Un dimanche matin, papa disparut mystérieusement. D’ordinaire il restait le dimanche avec la famille et nous racontait des extraits bibliques.

Il revint après de nombreuses heures d’absence, une pancarte à la main et halé par le vent. « Qu’as-tu fais toute la journée ? » s’enquit maman qui n’était pas tranquille.

– Ce n’est pas bien que les jeunes juifs ne soient même pas informés que la Thora interdit les baignades mixtes. J’ai fait imprimer cette pancarte et je suis allé déambuler de long en large sur la promenade bordant la plage de Coney-Island avec la pancarte sur les épaules.

Nous nous emparâmes de la pancarte où nous pûmes lire en grandes lettres rouges : « Enfants du peuple juif, filles et garçons, sachez que la Thora interdit les baignades mixtes ! »

-Yaacov Yossef, dit maman peinée, qui donc aura prêté la moindre attention à ta pancarte ? Tout ce que tu as gagné c’est de t’être extenué!

-Un jour, répondit papa avec emphase, je devrai rendre des comptes Là-Haut. Lorsqu’on me demandera ce que j’ai fait concernant cette transgression… J’aurais au moins la conscience tranquille.

♣♣♣♣♣♣

La Orchard Street, dans le Lower East Side, bourdonnait d’activité le vendredi soir et la journee du chabbath. Des marchands ambulants qui vendaient de tout, depuis des articles menagers jusqu’à des fruits, des légumes, de la viande et du poisson, étaient alignés tout au long de la rue. Il s’agissait malheureusement de marchands juifs.

Papa était très chagriné par cette profanation systématique du chabbath et il s’acharnait à trouver une solution pour résoudre ce problème. Il fit apparaitre une annonce dans le journal yiddish où il faisait part de son intention de fonder une association de fidèles prêts à se mobiliser pour promouvoir l’essor du judaïsme à New York. Plusieurs personnes se proposèrent et c’est ainsi que prit jour la Agoudath Baalé-Batim dont une des premières activités fut de manifester contre la profanation du chabbath de la Orchard Street. Maman me demanda d’accompagner papa car elle savait combien les marchands de la Orchard Street pouvaient être des brutes et elle avait peur qu’on s’en prenne physiquement à lui.

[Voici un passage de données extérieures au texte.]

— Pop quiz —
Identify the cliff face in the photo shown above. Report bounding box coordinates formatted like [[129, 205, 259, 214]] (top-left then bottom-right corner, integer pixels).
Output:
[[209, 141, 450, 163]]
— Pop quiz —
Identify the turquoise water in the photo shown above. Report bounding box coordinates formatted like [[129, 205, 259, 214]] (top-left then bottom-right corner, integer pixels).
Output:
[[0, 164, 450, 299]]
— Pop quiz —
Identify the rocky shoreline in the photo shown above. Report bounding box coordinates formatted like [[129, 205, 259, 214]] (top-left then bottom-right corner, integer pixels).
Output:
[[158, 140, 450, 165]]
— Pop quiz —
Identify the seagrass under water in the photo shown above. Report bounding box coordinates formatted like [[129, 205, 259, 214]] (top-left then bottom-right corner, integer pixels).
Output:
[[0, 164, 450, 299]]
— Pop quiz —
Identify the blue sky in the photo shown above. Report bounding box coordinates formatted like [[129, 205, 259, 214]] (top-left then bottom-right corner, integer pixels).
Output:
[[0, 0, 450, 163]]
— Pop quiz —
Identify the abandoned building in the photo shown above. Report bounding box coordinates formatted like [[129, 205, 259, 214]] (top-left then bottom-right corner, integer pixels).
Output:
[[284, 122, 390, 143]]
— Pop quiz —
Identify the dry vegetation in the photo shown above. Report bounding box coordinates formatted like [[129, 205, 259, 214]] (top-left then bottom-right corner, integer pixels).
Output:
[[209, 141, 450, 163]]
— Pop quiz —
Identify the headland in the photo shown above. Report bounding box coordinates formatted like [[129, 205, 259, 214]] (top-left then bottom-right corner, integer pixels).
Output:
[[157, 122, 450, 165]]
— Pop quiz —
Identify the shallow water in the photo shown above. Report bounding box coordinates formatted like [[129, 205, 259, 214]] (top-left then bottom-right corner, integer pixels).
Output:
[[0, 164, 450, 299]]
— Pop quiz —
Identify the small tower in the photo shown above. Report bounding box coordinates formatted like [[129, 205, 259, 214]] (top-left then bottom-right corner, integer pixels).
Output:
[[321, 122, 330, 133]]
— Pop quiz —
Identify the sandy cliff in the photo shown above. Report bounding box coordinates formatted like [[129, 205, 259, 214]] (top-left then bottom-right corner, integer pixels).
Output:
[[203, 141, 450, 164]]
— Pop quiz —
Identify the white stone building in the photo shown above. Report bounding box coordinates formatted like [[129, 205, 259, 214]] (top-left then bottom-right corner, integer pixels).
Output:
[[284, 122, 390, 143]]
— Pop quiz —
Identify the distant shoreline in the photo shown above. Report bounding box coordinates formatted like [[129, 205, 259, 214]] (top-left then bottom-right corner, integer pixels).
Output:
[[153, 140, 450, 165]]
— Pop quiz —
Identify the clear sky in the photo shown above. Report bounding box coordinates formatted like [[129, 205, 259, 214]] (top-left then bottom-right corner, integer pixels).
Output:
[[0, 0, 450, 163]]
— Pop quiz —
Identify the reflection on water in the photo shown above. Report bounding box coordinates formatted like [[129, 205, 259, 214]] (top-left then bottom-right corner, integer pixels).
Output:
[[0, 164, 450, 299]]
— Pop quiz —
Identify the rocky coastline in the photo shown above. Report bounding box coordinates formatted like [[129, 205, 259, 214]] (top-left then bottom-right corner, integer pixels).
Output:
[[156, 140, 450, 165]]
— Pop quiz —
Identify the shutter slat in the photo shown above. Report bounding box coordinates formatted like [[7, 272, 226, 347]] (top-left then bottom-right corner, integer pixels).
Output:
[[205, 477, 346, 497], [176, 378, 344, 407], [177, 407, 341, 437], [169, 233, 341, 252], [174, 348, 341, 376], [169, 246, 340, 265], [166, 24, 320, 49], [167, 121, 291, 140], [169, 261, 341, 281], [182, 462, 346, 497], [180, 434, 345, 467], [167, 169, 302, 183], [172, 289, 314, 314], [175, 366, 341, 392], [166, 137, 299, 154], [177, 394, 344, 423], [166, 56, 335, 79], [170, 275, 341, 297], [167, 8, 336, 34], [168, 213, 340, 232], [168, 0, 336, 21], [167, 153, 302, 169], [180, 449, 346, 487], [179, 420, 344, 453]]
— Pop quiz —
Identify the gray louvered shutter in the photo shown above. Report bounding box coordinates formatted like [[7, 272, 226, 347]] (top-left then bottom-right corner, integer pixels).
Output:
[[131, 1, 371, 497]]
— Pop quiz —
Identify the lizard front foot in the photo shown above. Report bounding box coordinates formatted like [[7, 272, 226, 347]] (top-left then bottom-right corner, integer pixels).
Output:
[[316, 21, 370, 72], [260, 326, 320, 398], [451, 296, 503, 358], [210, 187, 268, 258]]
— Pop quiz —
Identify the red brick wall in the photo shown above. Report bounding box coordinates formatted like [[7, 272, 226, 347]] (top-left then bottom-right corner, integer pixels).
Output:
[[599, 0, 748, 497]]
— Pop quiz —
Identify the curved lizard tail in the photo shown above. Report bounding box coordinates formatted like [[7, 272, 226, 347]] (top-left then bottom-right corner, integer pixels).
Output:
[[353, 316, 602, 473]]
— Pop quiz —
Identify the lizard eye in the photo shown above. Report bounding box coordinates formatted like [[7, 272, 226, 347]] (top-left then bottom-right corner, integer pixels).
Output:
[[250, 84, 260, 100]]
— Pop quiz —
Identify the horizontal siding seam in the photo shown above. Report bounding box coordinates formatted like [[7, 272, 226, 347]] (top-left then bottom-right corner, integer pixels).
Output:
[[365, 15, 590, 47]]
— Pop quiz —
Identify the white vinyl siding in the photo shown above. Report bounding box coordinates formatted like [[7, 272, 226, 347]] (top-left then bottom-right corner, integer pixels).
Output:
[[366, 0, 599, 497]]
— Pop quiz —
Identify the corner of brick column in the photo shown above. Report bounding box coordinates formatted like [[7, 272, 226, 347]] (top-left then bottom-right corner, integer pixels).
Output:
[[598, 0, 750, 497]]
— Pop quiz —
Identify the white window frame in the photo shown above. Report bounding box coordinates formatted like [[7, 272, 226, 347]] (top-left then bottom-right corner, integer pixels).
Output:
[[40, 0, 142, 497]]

Voici comment ils procédèrent : un vendredi après-midi, ils enfilèrent la Orchard Street, papa en tête, et s’arrêtèrent à chaque étalage pour expliquer calmement l’importance du chabbath et la gravité que représentait son infraction. Ils les informaient de l’heure d’entrée de chabbath et les prier de bien vouloir interrompre leurs activités commerciales. Certains marchands prient leur discours à cœur et fermèrent à temps, mais la plupart d’entre eux se mirent à insulter papa ; quand aux autres, il s’en fallut de peu qu’ils en viennent aux mains.

Papa ne se découragea pas pour si peu, Chaque veille de chabbath il parcourait la Orchard Street en exhortant les marchands à remballer leurs marchandises avant chabbath, ce qui fit de lui un personnage familier, en butte au ridicule et aux insultes.

Quand la Agoudath Baalé-Batim fut à même de rassembler assez de fonds, papa s’adressa à chaque marchand : « Combien pensez-vous gagner durant un chabbath entier ? Je suis prêt à vous donner l’intégralité de la somme si vous fermez à présent ». Cela produisit son effet : en l’espace de quelques mois, les plus récalcitrants capitulèrent.

L’initiative de papa et son endurance aboutirent : il n’y eut plus de marché le chabbath, Orchard Street, depuis la Canal Street jusqu’à la Delancey Street, c’est-à-dire sur toute sa longueur. La Orchard Street devint, peu à peu, lechabbath, une sorte de rue piétonnière, où l’on pouvait se promener à sa guise.